Illinois passed its 2019 crew size bill in spite of the Trump order, joining nine other states that then had two-person crew laws on the books. A regional railroad and two railroad lobbying groups sued to block the Illinois law, arguing that federal rules — including the Trump order — preempted it. A federal district court struck the law down, providing the opinion Hochul’s office cited.
But other states had filed suits against Trump’s preemption rule, and a federal circuit court struck the order down in February 2021. The Illinois ruling that Hochul’s office cited to New York Focus had lost its legal basis. (Hochul’s office did not respond to a follow-up question noting the change.)
The railroad and rail lobbying groups sued again, reaching farther back than the Trump rule to argue for federal preemption.
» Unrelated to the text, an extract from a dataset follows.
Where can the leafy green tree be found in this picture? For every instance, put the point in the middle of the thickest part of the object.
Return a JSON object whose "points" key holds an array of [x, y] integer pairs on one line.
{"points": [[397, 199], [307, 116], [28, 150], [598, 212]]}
The second time, the plaintiffs successfully based their preemption claim on the 1973 Regional Rail Reorganization Act, which authorized the creation of Conrail, a federal publicly owned railroad, and preempted state regulations in places where Conrail operated.
While the rail groups won that case, others have argued that the 1973 law is obsolete — Conrail was split up in 1999. The FRA noted in a 2011 report that the preemption provision’s “narrow and specifically defined purpose” had been met, and the provision should be repealed. Larry Mann, one of the principal drafters of the earlier 1970 Federal Railroad Safety Act, wrote in 2020 that the Conrail law “is unconstitutionally vague and lacks any rational basis.”
In Maryland, where former Republican Gov. Larry Hogan vetoed a two-person crew law in 2019, the SMART union echoed Mann’s argument during an attempt to revive the bill in 2021. The Maryland attorney general’s office concurred in a letter stating that the bill “appears to neither violate, nor is preempted by, federal law as it relates to crew member requirements for trains used in connection with the movement of freight in the State.”
At least five states remain with laws governing train crew size. A separate federal circuit court has upheld a Wisconsin crew size law.
For the time being, Hochul’s office is deferring to the supposed federal preemption with the rulemaking process still ongoing, now under a third president. Mann told New York Focus that citing a proposed rule as preempting state law “makes no sense. The FRA has been considering crew size regulation for more than six years, and still there is no final rule promulgated.”
In his view, waiting for federal rulemaking in this manner allows industry to oppose state laws on the basis that a federal proposal is being considered — and lacks legal backing. “To carry NY’s view to the fullest extent would mean an agency could simply issue a notice that it is considering a regulation, and a state would be preempted,” Mann said. “The agency would not even need to issue a final rule. Such a conclusion would create complete turmoil in administrative law and is not the law.”
“After having passed both houses, I was certainly disappointed to see [the two-person crew rule] vetoed,” said Kennedy, the Senate sponsor, “but that doesn’t mean our work is finished — in fact, far from it.”
In the wake of Hochul’s veto, Louis, of the Brotherhood of Locomotive Engineers and Trainmen, said unions have been left out in the cold.
“She has been totally silent with labor since she vetoed this bill,” Louis told New York Focus. “No conversation, no nothing. I have known Kathy Hochul since she was a county clerk. Nothing from her. I expected better.”